Thanks for the thoughts. I'm still not sure what's going on, but have decided that doing nothing may be about as effective as doing _anything_ just to make me feel better about the whole thing. I will update again when I next inspect them.

GH


----------



## Wolfer (Jul 15, 2012)

Back when my Russians were more Russian than ferel they nearly always had a queen cell going. About the time it would hatch they'd tear it down and start another.
They haven't done that in the last few generations. I rekin their more ferel than Russian now.


----------



## Grasshopper (Apr 20, 2013)

Went back into them today and found a hatched queen cell and no sign of the old queen.

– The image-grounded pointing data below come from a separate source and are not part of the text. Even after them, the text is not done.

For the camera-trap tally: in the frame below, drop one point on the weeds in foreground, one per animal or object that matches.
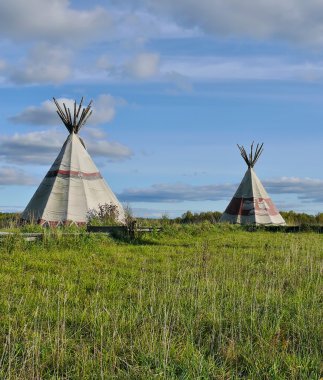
(206, 303)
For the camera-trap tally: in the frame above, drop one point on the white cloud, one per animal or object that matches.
(292, 20)
(42, 147)
(51, 20)
(143, 66)
(103, 111)
(240, 68)
(13, 176)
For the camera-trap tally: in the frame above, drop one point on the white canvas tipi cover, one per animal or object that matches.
(72, 187)
(251, 203)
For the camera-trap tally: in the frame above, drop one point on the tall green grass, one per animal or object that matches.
(195, 302)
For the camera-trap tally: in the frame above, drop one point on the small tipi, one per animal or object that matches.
(251, 203)
(73, 185)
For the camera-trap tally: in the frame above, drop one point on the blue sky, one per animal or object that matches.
(176, 85)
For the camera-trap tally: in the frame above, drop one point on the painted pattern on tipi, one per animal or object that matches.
(71, 188)
(251, 203)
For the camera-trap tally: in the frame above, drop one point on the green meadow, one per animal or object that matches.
(192, 302)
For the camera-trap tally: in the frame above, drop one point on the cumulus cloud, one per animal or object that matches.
(51, 20)
(177, 193)
(307, 189)
(42, 147)
(240, 68)
(45, 114)
(13, 176)
(143, 66)
(292, 20)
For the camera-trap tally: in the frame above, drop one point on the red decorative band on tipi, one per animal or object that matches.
(251, 206)
(73, 174)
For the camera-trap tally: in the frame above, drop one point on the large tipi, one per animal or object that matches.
(251, 203)
(73, 185)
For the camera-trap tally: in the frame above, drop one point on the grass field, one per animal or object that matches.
(194, 302)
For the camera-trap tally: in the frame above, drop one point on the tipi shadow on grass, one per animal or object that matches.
(251, 203)
(73, 185)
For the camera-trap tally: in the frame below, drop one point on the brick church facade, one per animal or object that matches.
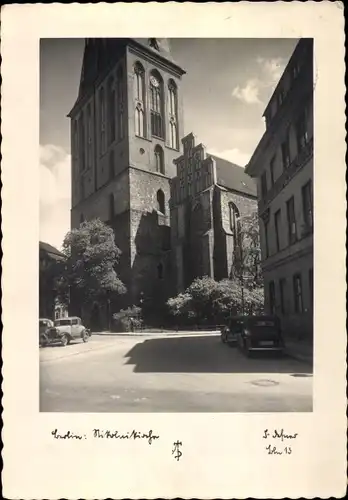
(131, 170)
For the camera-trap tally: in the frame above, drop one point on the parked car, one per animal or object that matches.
(229, 332)
(260, 333)
(44, 325)
(65, 330)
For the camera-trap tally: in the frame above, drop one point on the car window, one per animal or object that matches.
(62, 322)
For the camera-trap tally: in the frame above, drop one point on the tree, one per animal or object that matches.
(89, 269)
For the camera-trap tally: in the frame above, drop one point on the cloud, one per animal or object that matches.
(272, 69)
(55, 195)
(233, 155)
(249, 93)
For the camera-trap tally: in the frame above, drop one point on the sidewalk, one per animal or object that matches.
(147, 333)
(300, 350)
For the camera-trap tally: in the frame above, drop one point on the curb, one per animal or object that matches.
(299, 356)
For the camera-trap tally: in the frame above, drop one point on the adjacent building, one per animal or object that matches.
(49, 307)
(282, 164)
(208, 197)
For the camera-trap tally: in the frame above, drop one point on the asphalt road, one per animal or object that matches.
(162, 373)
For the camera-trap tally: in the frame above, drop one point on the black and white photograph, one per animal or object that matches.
(173, 235)
(176, 225)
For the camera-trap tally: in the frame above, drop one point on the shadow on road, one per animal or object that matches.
(205, 354)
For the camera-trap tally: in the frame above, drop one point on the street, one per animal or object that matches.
(169, 373)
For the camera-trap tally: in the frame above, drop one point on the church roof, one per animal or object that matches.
(50, 250)
(231, 176)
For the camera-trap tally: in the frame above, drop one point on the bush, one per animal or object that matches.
(121, 321)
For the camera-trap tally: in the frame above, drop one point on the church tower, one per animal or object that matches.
(125, 129)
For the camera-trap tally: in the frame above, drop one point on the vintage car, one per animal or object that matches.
(229, 332)
(260, 333)
(65, 330)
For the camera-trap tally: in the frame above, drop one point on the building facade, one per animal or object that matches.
(49, 307)
(208, 197)
(282, 164)
(125, 129)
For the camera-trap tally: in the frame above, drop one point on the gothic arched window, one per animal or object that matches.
(82, 162)
(161, 202)
(160, 271)
(235, 223)
(159, 160)
(120, 103)
(111, 165)
(172, 109)
(102, 121)
(111, 111)
(111, 206)
(139, 100)
(156, 104)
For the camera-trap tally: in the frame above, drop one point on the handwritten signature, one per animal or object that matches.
(176, 450)
(278, 435)
(107, 434)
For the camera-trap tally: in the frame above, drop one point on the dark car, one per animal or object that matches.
(260, 333)
(230, 332)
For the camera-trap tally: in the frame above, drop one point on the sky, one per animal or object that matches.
(227, 86)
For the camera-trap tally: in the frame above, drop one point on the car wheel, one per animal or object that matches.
(247, 348)
(64, 340)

They have about a frame of ready to emerge brood and the rest of it is becoming backfilled with nectar. I hope they get it right this time. I'll check them again in a couple weeks. If they're still not queen right, I'll probably combine them with another big colony.....


----------



## kilocharlie (Dec 27, 2010)

Just some guesses, Grasshopper - I think your first queen cell back in your original post did hatch and her sisters were tearing down her cell. The spotty brood pattern happens while combs are being rebuilt, when queens are still very young, and probably more often with Russians, especially early in the season or if a late cold snap happens. Any of these cases were probably no cause for alarm. I also would guess you had difficulty spotting any virgin queens - they are NOT easy to spot.

Your main sign to cue in on is the brood - if it is uncapped, a laying queen has been around recently. If there are eggs, she's been laying in the last 3 1/2 days.

Gotta watch those Russian colonies - once they get going, they build up about twice as fast as Italian colonies, and will swarm on you if you get complacent. I'd check Russians at least every 10 days. Good luck.


----------